Born 1971 in Berlin (Germany)
Lives and works in Leipzig and Berlin (Germany)

For many years the world’s cities and metropolises have experienced an enormous influx of people, for many unexpected in its dimensions. Existential reasons are often the reason people move to cities: war and displacement, economic hardships or a lack of prospects in the countryside. Cities symbolize the hope for better working and living conditions. They stand for variety and cultural density, for different lifestyles and not least for better working opportunities. Already in the 1950s and 60s, major European cities had to respond to large numbers of immigrants. In the spirit of modernity and the Neues Bauen (New Building) movement, housing estates with high-rises and green areas emerged, their preferred location on the outskirts of cities. What were intended as points of departure into a new age have become in many places flashpoints with high crime rates. The artist Peggy Buth is interested in these connections. Her video work makes impressively visible the failed utopias of bygone days. Yet the challenges of those times are still highly topical and controversial today.
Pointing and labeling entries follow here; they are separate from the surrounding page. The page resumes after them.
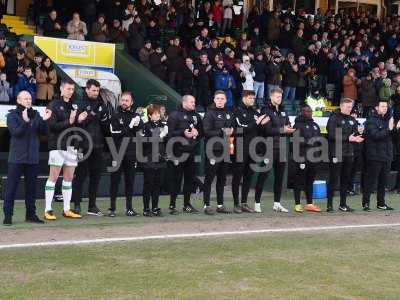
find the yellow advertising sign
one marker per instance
(78, 53)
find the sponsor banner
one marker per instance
(78, 53)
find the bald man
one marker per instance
(25, 124)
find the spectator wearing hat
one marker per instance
(260, 70)
(136, 37)
(116, 33)
(157, 61)
(153, 31)
(52, 26)
(46, 78)
(100, 29)
(144, 54)
(76, 28)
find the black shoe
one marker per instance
(385, 207)
(346, 208)
(366, 208)
(247, 209)
(157, 212)
(173, 210)
(77, 209)
(147, 213)
(223, 210)
(237, 209)
(209, 211)
(58, 198)
(330, 209)
(95, 211)
(190, 209)
(7, 221)
(34, 219)
(131, 213)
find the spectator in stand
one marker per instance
(223, 81)
(6, 92)
(46, 78)
(350, 85)
(260, 70)
(136, 37)
(203, 81)
(76, 28)
(157, 61)
(153, 31)
(273, 74)
(23, 45)
(144, 54)
(248, 71)
(227, 16)
(186, 78)
(100, 29)
(3, 44)
(52, 26)
(116, 33)
(217, 12)
(128, 16)
(290, 77)
(26, 82)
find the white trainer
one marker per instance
(279, 208)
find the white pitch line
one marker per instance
(195, 235)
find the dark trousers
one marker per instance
(340, 170)
(151, 187)
(92, 166)
(241, 171)
(219, 170)
(304, 179)
(186, 171)
(377, 173)
(279, 170)
(128, 167)
(15, 171)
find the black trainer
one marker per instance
(173, 210)
(157, 212)
(330, 209)
(7, 221)
(366, 208)
(190, 209)
(223, 210)
(385, 207)
(209, 211)
(237, 209)
(346, 208)
(131, 213)
(34, 219)
(247, 209)
(147, 213)
(95, 211)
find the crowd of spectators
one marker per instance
(355, 55)
(21, 68)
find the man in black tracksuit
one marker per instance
(277, 127)
(97, 120)
(342, 133)
(305, 167)
(125, 123)
(247, 123)
(217, 123)
(379, 154)
(184, 123)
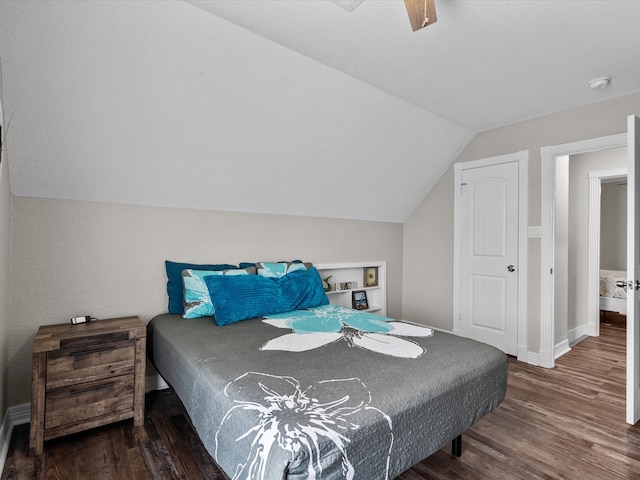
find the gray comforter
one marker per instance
(277, 398)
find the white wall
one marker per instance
(562, 248)
(161, 103)
(613, 223)
(428, 233)
(5, 272)
(74, 258)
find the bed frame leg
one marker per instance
(456, 446)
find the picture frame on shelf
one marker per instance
(371, 277)
(359, 300)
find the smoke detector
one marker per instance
(348, 5)
(599, 83)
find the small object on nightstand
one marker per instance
(86, 375)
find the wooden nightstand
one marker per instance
(85, 376)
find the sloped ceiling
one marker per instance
(290, 107)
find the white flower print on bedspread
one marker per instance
(323, 325)
(310, 426)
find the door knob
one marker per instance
(629, 284)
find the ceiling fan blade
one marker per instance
(421, 13)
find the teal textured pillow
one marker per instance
(280, 269)
(197, 302)
(237, 298)
(175, 287)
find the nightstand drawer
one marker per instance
(89, 363)
(71, 404)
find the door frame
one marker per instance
(522, 158)
(548, 154)
(593, 300)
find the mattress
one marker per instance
(269, 401)
(608, 287)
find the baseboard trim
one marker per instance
(562, 348)
(154, 382)
(16, 415)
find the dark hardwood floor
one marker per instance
(561, 423)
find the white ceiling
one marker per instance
(292, 107)
(483, 64)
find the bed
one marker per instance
(323, 392)
(613, 298)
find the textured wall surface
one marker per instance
(85, 258)
(428, 238)
(5, 278)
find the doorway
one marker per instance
(549, 156)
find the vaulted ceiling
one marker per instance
(291, 107)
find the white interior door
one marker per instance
(489, 236)
(633, 270)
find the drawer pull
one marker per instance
(91, 389)
(89, 352)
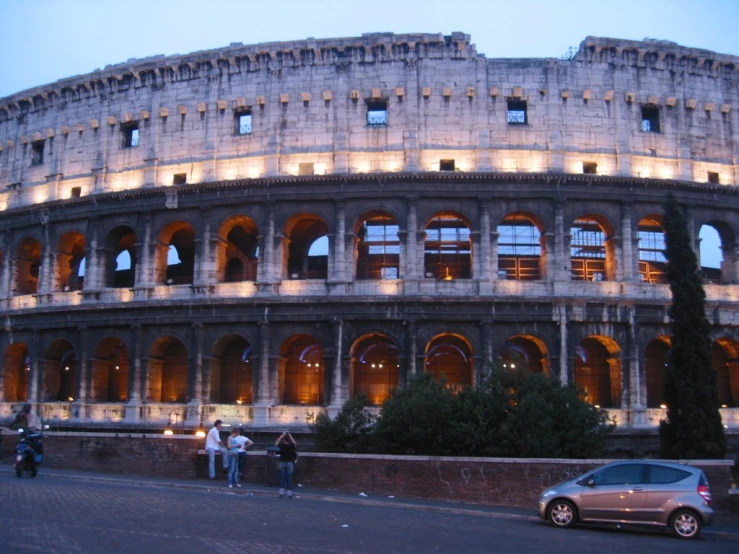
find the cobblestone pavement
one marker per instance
(68, 516)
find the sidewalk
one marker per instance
(721, 530)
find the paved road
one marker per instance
(69, 516)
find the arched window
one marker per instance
(447, 249)
(587, 250)
(232, 372)
(120, 258)
(16, 369)
(598, 371)
(308, 250)
(656, 359)
(449, 358)
(519, 249)
(374, 368)
(651, 251)
(378, 249)
(304, 371)
(110, 372)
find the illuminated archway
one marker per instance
(374, 365)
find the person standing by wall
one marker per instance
(212, 443)
(234, 446)
(288, 456)
(244, 443)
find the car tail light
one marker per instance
(705, 492)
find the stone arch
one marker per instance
(598, 370)
(447, 247)
(237, 253)
(656, 361)
(450, 355)
(27, 264)
(232, 369)
(60, 373)
(521, 247)
(528, 350)
(301, 259)
(717, 249)
(374, 367)
(377, 246)
(725, 361)
(70, 262)
(120, 258)
(16, 371)
(592, 249)
(110, 371)
(175, 254)
(301, 371)
(167, 371)
(651, 247)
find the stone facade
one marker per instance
(517, 204)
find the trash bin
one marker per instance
(272, 468)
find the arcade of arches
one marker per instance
(301, 371)
(307, 248)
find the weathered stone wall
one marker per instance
(491, 481)
(309, 102)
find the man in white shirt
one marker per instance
(212, 443)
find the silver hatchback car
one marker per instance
(634, 492)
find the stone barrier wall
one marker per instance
(491, 481)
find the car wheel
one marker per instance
(562, 513)
(686, 524)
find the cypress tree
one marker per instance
(693, 427)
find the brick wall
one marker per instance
(493, 481)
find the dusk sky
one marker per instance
(47, 40)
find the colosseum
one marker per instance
(260, 233)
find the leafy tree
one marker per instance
(693, 427)
(351, 431)
(546, 419)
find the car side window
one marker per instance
(626, 474)
(663, 474)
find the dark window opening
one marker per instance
(130, 135)
(517, 113)
(377, 114)
(590, 168)
(243, 123)
(650, 119)
(37, 153)
(446, 165)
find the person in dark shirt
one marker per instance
(288, 455)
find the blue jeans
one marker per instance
(212, 461)
(286, 475)
(233, 468)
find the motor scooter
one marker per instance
(29, 454)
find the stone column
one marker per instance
(410, 349)
(337, 267)
(629, 246)
(337, 331)
(483, 258)
(560, 312)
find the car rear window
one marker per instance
(663, 474)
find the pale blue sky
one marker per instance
(46, 40)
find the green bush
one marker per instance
(513, 413)
(351, 431)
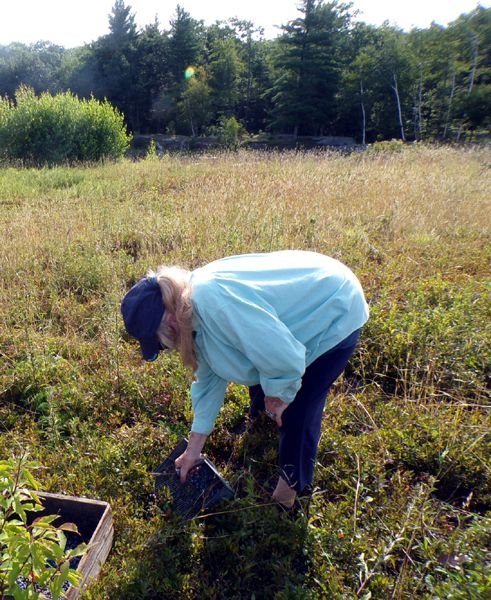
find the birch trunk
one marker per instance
(449, 110)
(364, 119)
(398, 100)
(474, 46)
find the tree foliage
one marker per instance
(323, 74)
(52, 129)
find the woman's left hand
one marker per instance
(275, 407)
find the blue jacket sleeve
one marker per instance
(207, 395)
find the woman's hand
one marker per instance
(191, 456)
(275, 407)
(185, 463)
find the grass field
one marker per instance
(402, 504)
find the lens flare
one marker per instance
(189, 73)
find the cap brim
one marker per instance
(150, 348)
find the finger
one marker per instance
(183, 474)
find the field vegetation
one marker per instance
(402, 500)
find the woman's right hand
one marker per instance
(186, 462)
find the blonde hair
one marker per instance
(175, 286)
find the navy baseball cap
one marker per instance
(142, 309)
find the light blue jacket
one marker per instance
(263, 318)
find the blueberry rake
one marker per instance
(203, 489)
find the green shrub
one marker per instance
(435, 341)
(32, 554)
(49, 129)
(229, 133)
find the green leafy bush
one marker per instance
(435, 341)
(229, 133)
(33, 555)
(49, 129)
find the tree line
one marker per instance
(325, 74)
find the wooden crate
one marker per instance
(95, 524)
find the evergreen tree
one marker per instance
(114, 58)
(309, 67)
(186, 43)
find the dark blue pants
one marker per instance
(300, 432)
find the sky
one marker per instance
(71, 23)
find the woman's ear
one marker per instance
(171, 321)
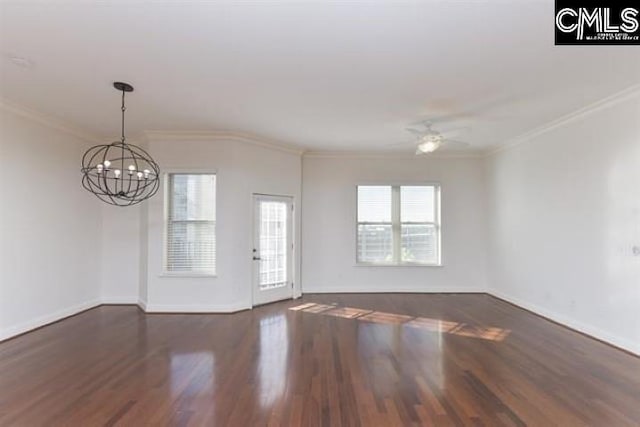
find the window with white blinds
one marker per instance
(191, 224)
(398, 224)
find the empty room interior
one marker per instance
(336, 213)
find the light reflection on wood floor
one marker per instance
(433, 325)
(332, 360)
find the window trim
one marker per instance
(164, 273)
(396, 223)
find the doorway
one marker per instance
(272, 248)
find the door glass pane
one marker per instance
(419, 243)
(273, 245)
(375, 243)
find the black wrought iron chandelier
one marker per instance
(120, 174)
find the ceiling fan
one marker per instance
(430, 140)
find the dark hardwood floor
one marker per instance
(372, 360)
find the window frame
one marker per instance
(396, 225)
(166, 180)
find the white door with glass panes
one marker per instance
(272, 249)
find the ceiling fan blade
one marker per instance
(416, 132)
(452, 144)
(399, 144)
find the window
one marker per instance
(398, 225)
(191, 224)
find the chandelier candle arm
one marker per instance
(106, 167)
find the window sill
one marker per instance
(167, 275)
(404, 264)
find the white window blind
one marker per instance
(398, 224)
(191, 224)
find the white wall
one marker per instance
(242, 169)
(329, 224)
(121, 254)
(565, 214)
(49, 226)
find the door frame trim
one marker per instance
(294, 249)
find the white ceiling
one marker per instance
(324, 75)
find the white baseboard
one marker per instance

Demolition Flats depicts the demolition of residential blocks in a Parisian suburb, where in the 1960s, in particular North African migrants found a new home. In the large housing estate “La Cité des Quatre Mille” (“the City of Four Thousand") in the community La Courneuve, social unrest was common and even major riots took place. The reputation of the neighbourhood suffered and the people living there had to give up their homes to make way for new development plans after the turn of the millennium. With her video footage of the detonations, accompanied by a noisy, distorted, almost pain-inducing soundtrack, Peggy Buth portrays an impressive symbol of failure. Failed city planning, inadequate integration and social repression are not the only themes here. In the video sequences, people who are likely former residents can be seen among the onlookers. They observe the buildings being demolished, the city losing a part of its history. Their personal memories, life dreams and hopes are also disappearing amongst the rubble. Peggy Buth shines light upon the fundamental changes that cities and societies undergo without adding any further comment or judgement. But who shapes these developments and what do they mean for the future and for the nature of social interaction?